Geospatial Data Science: Points Pattern Analysis

Author:Murphy  |  View: 27484  |  Time: 2025-03-23 12:35:23
Photo by Bernard Hermant on Unsplash

Introduction

Geospatial Data Science is a sub-area of the Data area that deals with the analysis of data points taking in consideration where in space that event has happened.

Let's say we own a chain of retail stores that sells smartphones. Our chain has a few distribution centers and we are about to open a couple of new stores. Where can we do that?

Such insight could come from a Geospatial analysis that would show us where the sales are concentrated, if there are clusters where the sales are higher or lower and other insights.

The point pattern analysis enters in this game when we want to make sure we are looking at a geographically clustered dataset. Just like much of our work as Data Scientists, points pattern is about creating a hypothesis and removing much of the uncertainty to confirm it or not using statistics applied to data. In this case, it is not different. There are a couple of stats tests to be done, what will be shown in this post.

By the way, we have been studying Geospatial Data Science lately here in my blog. If you don't know much about the subject, here are two good reads before you dive into this post.

Analyzing Geospatial Data with Python

Analyzing Geospatial Data with Python (Part 2 – Hypothesis Test)

Coding

Packages

Let's start with the packages to be used in this exercise. If any of them are not installed in your environment, don't forget to use pip install or conda install (for Anaconda users) followed by the package name.

import pandas as pd
import numpy as np
import geopandas as gpd
import seaborn as sns
import matplotlib.pyplot as plt
import contextily

# Spatial Stats
from pointpats import distance_statistics, QStatistic, random, PointPattern

Dataset

The dataset to be used is, once again, the listings from AirBnb for the city of Asheville, in North Carolina, USA. The data can be retrieved from an independent project in the website http://insideairbnb.com/, where anyone can go and download the datasets for analysis. The data is open under the Creative Commons Attribution 4.0 International License.

I have downloaded the file listings.csv.gz.

To load the data to a Python session, here's the code. The first snippet is a simple read_csv() from Pandas, where we pre-determined which columns we would like to pull from the raw data. Then, we used gpd.GeoDataFrame to convert the dataset to the Geopandas object type, specifying the columns to use as X and Y axes, plus the geo coordinate system (crs — use 4326 which is the same as the GPS systems, one of the most common reference systems).

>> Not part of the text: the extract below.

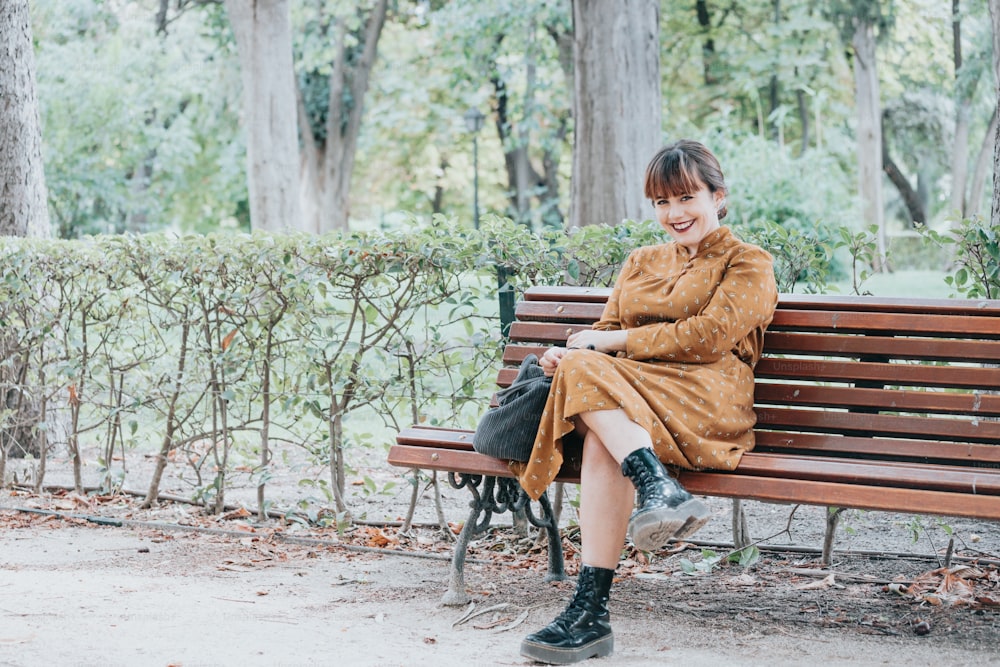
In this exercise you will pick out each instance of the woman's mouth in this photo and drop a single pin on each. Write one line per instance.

# Import the file to this exercise
# Open listings file
listings = pd.read_csv('/content/listings.csv',
                       usecols=['id', 'property_type', 'neighbourhood_cleansed',
                                'bedrooms', 'beds', 'bathrooms_text', 'price',
                                'latitude','longitude'])

# Convert the file to GeoPandas
points_gpd = gpd.GeoDataFrame(listings,
                              geometry= gpd.points_from_xy(
                                  x=listings.longitude,
                                  y=listings.latitude),
                              crs= "EPSG:4326")

Basically, the transformation to Geopandas is the creation of this column geometry and the object type.

Geopandas dataset. Image by the author.

Great. With that done, let's have a quick look at the map. The code is simple, with a figure fig and axes ax created with subplots, since there will be two plots. One for the base map and another for the points.

#Quick check gpd dataframe
fig, ax = plt.subplots(figsize=(8,8))
# zorder=1 is the plot below
asheville.plot(ax=ax, color=None, zorder=1)
# zorder=2 is the top layer
points_gpd.plot(ax=ax, zorder=2, color='black', markersize=8)

This code yields the next plot.

Asheville, NC listings from Airbnb. Image by the author.

Cool. The map is looking ok, but it does not give us too much information. Let's enhance our analysis now.

Point Pattern

The first analysis we can do when thinking about Points Pattern Analysis is checking how concentrate those data points are in geographical terms.

Here, the seaborn library can be of help. The method jointplot brings us a scatterplot together with histograms on the margins. It is an awesome addition to the analysis, as it gives us insights about how concentrate are the points and where, just by looking where the bars are higher.

To create it, we can pass the x and y from the geometry column, plus the dataset (data), the size of the points (s) and color, and the height of the graphic. The next snippet is to add a basemap to this jointplot, which can be done with contextily, giving the jointplot variable to the method.

Python"># Check concentration of the points
plot2 = sns.jointplot(
    x= points_gpd.geometry.x,
    y= points_gpd.geometry.y,
    data= points_gpd,
    s=5, height=7, color='k')

# Add a basemap to the jointplot
contextily.add_basemap( plot2.ax_joint,
                       crs="EPSG:4326",
                        source= contextily.providers.Stamen.TonerLite)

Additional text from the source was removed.